Così il ministro della Salute ieri in un’intervista a Repubblica dove fa il punto della situazione ritrovando anche l’ottimismo per le sorti del vaccino AstraZenca dopo che l’azienda ha annunciato la ripresa delle sperimentazioni in tempo record visto il recente caso di sospetta reazione avvera poi rivelatosi non correlata al vaccino. E poi le buone prospettive anche per la cura con anticorpi monoclonali.

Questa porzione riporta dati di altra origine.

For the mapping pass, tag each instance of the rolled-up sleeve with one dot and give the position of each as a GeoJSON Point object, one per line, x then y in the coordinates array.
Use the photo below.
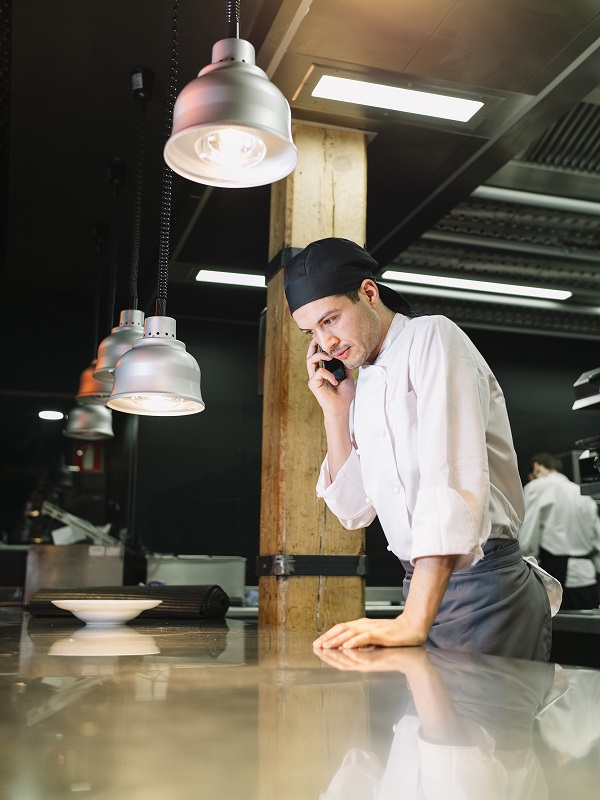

Il ministro della Salute Roberto Speranza si presenta in una inedita versione ottimistica sulle prospettive della pandemia e in prima pagina sulla Repubblica di ieri fa il suo pronostico “saremo fuori dal virus in sei mesi”, sottolineando che: “Dobbiamo ancora mantenere il distanziamento, portare le mascherine, lavarci le mani, ma non è per sempre: dopo l'autunno e l'inverno vedremo la luce”.
 
Nella lunga intervista con Annalisa Cuzzocrea, Speranza indica due fattori alla base di questa previsione: il vaccino di AstraZeneca che, dopo la sospensione della sperimentazione, ha annunciato sabato la ripresa dei trials una volta verificato in tempi record che quel caso di sospetta reazione avversa non era collegato al vaccino, e una nuova cura che sembra promettente.
 
“A Siena – racconta infatti il ministro - il professor Rino Rappuoli sta facendo un lavoro straordinario sugli anticorpi monoclonali da cui verranno fuori farmaci efficaci”.
 
Ma poi Speranza entra nell’attualità di questi giorni, di queste ore con il countdown ormai concluso (anche se non ovunque) per la riapertura delle scuole fissata appunto per oggi lunedì 14 settembre: “Abbiamo lavorato con Regioni, Province e Comuni a partire dal documento sulla gestione dei casi Covid, approvato all'unanimità. Abbiamo fatto più che negli altri Paesi europei. Nessuno pensa che la situazione sia perfetta, non abbiamo la bacchetta magica e i problemi della scuola italiana non nascono col Covid. Ma ci sono risorse senza precedenti, stiamo provando a investire sul personale scolastico e sulle attrezzature, forniremo 11 milioni di mascherine al giorno a tutti gratuitamente”.
 
E alla giornalista che gli chiede il perché della scelta di misurare la temperatura a casa e non a scuola risponde: “Come ha spiegato il Comitato tecnico scientifico, la febbre va misurata a casa perché il tragitto fino a scuola è già occasione di incontri. Pensi solo ai mezzi pubblici. E per evitare assembramenti fuori dagli istituti scolastici”.
 
Chiarezza anche sulla certificazione medica in caso di Covid che, spiega il ministro, prevederà “un'attestazione da parte dei medici e dei pediatri. In caso di sospetto Covid la famiglia chiamerà il medico che valuterà di cosa si tratta”.
 
E poi spazio anche all’ormai annosa questione del Mes: “I soldi servono e ne servono tanti perché abbiamo un'occasione unica: fare una riforma che non sia fatta di tagli, ma che miri a riportare la sanità dove non c'è. La chiusura di ospedali e presidi nelle aree interne ha contribuito al distacco tra centro e periferia, tra città e contado. Io sono favorevole al Mes, ma non mi interessa da dove arrivino i soldi, non ne guardo il colore: che vengano dal Mes, dal Recovery Fund, dal bilancio dello Stato, ma che arrivino”.
 
Ma per fare che? Per Speranza la parola magica è “prossimità” che spiega così: “La parola chiave è prossimità: il primo luogo di cura deve essere la casa. Abbiamo una delle popolazioni più anziane del mondo, aumentano le cronicità che non vanno curate negli ospedali. Il Ssn deve arrivare nelle case con medici, infermieri, ma anche con la sanità digitale sul telefonino dei pazienti. Bisogna mettere le radici più in basso possibile sul territorio”.